7. 横綱空位を避けるための「大人の事情」
- 理 由: 照ノ富士の引退により横綱不在を避けるため、昇進が急がれたとの指摘があります。実際に、1月場所は早々に琴櫻の横綱昇進が消滅、唯一の望みであった豊昇龍も9日目には3敗を喫し、場所中の横綱・照ノ富士引退もあり、3月場所以降の横綱空位は、ほぼ確実の状態でした。それが、優勝争いを独走する平幕・金峰山と豊昇龍の星の差が1つとなると、日本相撲協会の主要メンバーから「横綱昇進可能性あり!」の声が飛び、結果、それが実現しました。この背景には、いくつか理由がありますが、その1つは「横綱空位の回避」です。
- 比較事例: 過去には横綱空位を避けるため、あるいは1人横綱状態を解消するためにに昇進基準が緩和された例があり、今回も同様の背景があるとされています。
- 詳細は省きますが、双羽黒光司(第60代横綱)、大乃国康(第62代横綱)、若乃花幹士(第56代横綱)、照ノ富士春雄(第73代横綱)の昇進には「大人の事情」が働いたと言われています。
8. ロンドン公演など興行面での影響
- 理 由: これも大きな「大人の事情」です。というか、「横綱空位」以上に、こちらのロンドン公演が「一番の大人の事情」だったのでしょう。まず「ロンドン公演ありき」ということです。2025年10月に予定されているロンドン公演で横綱不在を避けるため、昇進が優先された可能性があります。
- 比較事例: 興行面の事情が昇進に影響を与えた例として、過去の双羽黒の昇進が挙げられます。
9. 審判部内での「見送り論」の存在
- 理 由: 審判部内では「昇進見送り」を支持する声が多数を占めていたにもかかわらず、昇進が決定されました。直近3代は「連続優勝」ではない形の横綱昇進となっていました。照ノ富士・稀勢の里・鶴竜です。しかし、現状でも「強い横綱」を誕生させるため「2場所連続優勝」にこだわる空気もあるようです。今回の豊昇龍の場合は、2場所前が準優勝、そして、1月場所は優勝したものの平幕に3敗です。これでは「2場所連続優勝、もしくはこれに準ずる成績」を満たしてないと思うのは当然です。

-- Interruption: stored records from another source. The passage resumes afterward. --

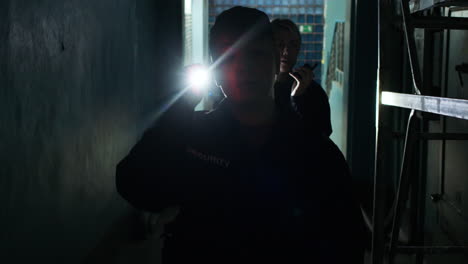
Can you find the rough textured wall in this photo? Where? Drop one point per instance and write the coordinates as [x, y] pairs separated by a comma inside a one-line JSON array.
[[76, 79]]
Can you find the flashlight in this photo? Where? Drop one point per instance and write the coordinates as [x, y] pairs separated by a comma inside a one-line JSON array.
[[198, 77]]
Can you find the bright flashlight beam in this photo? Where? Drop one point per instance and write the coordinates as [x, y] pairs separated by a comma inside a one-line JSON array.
[[155, 115], [198, 78]]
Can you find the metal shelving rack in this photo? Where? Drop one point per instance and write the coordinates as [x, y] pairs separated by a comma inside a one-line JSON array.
[[385, 244]]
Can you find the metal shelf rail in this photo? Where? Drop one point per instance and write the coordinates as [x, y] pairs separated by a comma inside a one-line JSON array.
[[457, 108]]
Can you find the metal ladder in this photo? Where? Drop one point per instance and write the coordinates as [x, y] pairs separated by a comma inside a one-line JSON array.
[[381, 245]]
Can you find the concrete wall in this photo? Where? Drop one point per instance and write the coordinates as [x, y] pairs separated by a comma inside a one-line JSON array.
[[77, 80]]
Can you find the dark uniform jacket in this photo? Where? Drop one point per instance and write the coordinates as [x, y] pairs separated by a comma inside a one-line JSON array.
[[289, 201]]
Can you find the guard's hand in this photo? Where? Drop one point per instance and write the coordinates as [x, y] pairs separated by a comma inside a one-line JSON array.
[[303, 77], [193, 93]]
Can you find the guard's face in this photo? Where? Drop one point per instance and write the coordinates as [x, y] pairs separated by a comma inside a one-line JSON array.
[[288, 44], [247, 73]]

しかし、これに「大人の事情」が作用して、「見送り」の空気が変わった(変えられた?)ようです
- 比較事例: 貴乃花や魁皇の昇進が見送られた際には、審判部の意見が重視されていました。
確かに千秋楽の豊昇龍は素晴らしかった。本割で大関・琴櫻を圧倒。優勝決定の巴戦では金峰山、王鵬を連覇。2度目の優勝を果たした。しかし、12勝3敗での優勝は決して胸を張れる数字ではない。その3敗も9日目までに平幕相手に喫したものだった。

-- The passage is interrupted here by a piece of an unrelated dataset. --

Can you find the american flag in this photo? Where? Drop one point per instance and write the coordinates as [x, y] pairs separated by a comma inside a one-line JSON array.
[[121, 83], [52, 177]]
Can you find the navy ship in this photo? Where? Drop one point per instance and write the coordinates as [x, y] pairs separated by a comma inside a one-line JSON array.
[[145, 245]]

昇進までの2場所合計で25勝、3場所合計でも33勝は、どちらも平成以降の横綱では最低の数字。今場所3敗を喫した時点で、審判部の空気は昇進見送り論が大半。副部長の粂川親方(元小結・琴稲妻)も「厳しいと言えば厳しい」と述べていた。
(中略)
しかし、そこに必死で“空気”を入れ続けていたのが、八角理事長(元横綱・北勝海)や高田川審判部長(元関脇・安芸乃島)だ。12日目の取組後で、豊昇龍がトップまで星1差まで迫ると、理事長は「ムードが出てきたでしょ」と発言。翌日には九重審判部副部長(元大関・千代大海)が「千秋楽次第ではいろんな話が出る」と述べた。
事態が一気に動いたのは、千秋楽の午後に行われた「審判部会」だった。この時も審判部員の中では「昇進は見送るべき」という意見が多くを占めていた。それを突き返したのが高田川審判部長である。「負けた相撲も前に出ている」と評価し、「優勝したら横綱昇進が動き出す」ことを、「部長の責任で」判断したという。こうした審判部の意向は当然、千秋楽の土俵に上がる前の豊昇龍にも伝わっていたであろう。本割、巴戦での奮起に繋がったのは想像に難くない。

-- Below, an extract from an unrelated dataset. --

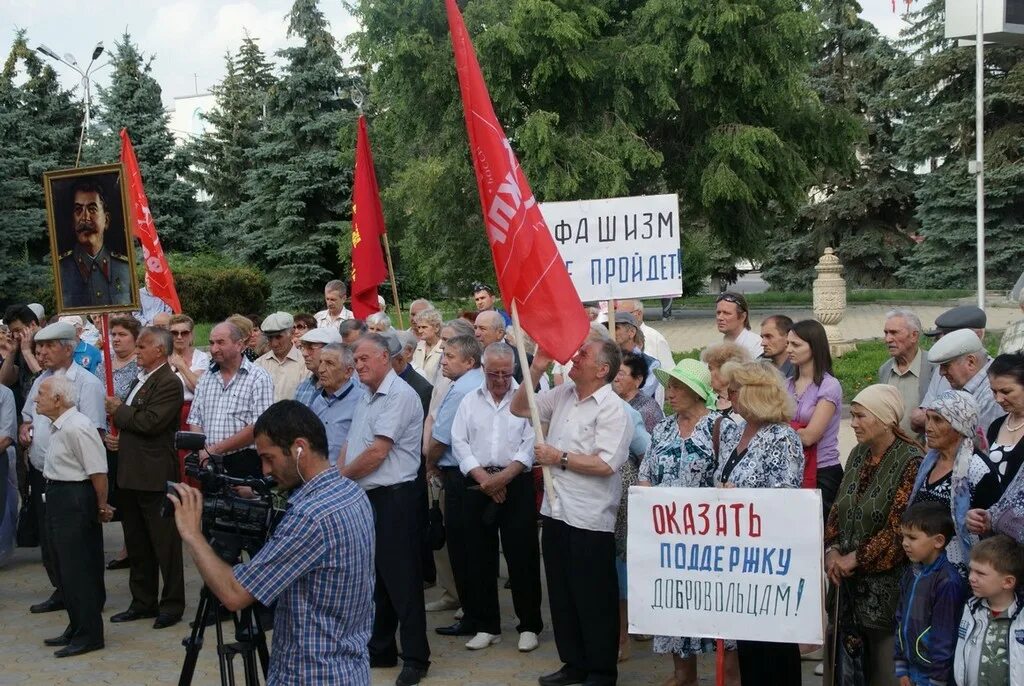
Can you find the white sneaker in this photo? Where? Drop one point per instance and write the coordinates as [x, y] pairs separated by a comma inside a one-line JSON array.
[[482, 640], [527, 641]]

巴戦で完勝した豊昇龍に高田川審判部長は「負けた相撲も出合い頭でたまたま負けた。(巴戦の)相撲を見ると文句のつけるところはない」と絶賛。横綱昇進を諮る臨時理事会の招集を要請した。
理事会での推挙を受けて、横綱審議委員会(委員長・山内昌之東大名誉教授)でも「満場一致」で豊昇龍を横綱に推薦した。会議はわずか8分で終了。連続優勝だった白鵬の昇進時ですら10分間の議論があったにもかかわらず、だ。
引用元:d menuニュース:デイリー新潮:平成以降“最低の成績” 「豊昇龍」を何としてでも「横綱」に昇進させたかった「2人の親方」の思惑
10. 昇進後の期待値への懸念
- 理 由: 成績が不十分なまま昇進したことで、今後の成績次第では「横綱の名を汚す」との批判が予想されます。
- 比較事例: 双羽黒は昇進後に不祥事を起こし、横綱としての品格を問われた例があります。結果、双羽黒は、優勝経験がないままに横綱となり、その後も優勝することなく大相撲界を去りました。
以上のように、豊昇龍の横綱昇進は過去の事例と比較して「甘い」とされる要素が多く、特に成績面や昇進基準の解釈において議論を呼んでいます。
要するに、大相撲ファンは「強い横綱」を望むからこそ、成績面で見劣りのする豊昇龍に心配し、また、昇進基準の曖昧さにも不信を感じるわけです。
それらを踏まえて、新横綱・豊昇龍に強く期待することは次の通りです。
「強い横綱・豊昇龍」に対する具体的な3つの期待
ズバッと書きます。新横綱・豊昇龍に期待するのは一言でいうと「強い横綱」です。
そのために豊昇龍に望むのは次の3つ。
- 平幕には全勝し、かつ、3月場所で連続優勝すること
- 令和7年中に、15戦全勝を実現すること
- 幕内優勝10回を達成した後に、叔父・朝青龍の25回越えを目指す
これらを実現するために、より具体的にはどうするか。
いろいろ書きたいところですが、それは当然に豊昇龍自身の問題なので、素人の私は書きません。
まとめ
第74代横綱・豊昇龍が誕生しました。いろいろと批判の向きはありますが、とりあえず「横綱空位」は回避されて良かったと考えています。
また、叔父の朝青龍と違って、動画その他で見ることが出来る豊昇龍は憎めない青年で、大相撲ファンとしても応援したい関取の一人です。
ただし、豊昇龍には歴代横綱のような「強さ」という点では、見劣りがするのは確かで、より頑張ってもらいたいと期待しています。
具体的には前述しましたが、3月場所での連続優勝、今年中の全勝優勝などを果たしてもらいたい。
とにかく、豊昇龍には「強い横綱」として記憶に残る関取になることを望んでいます。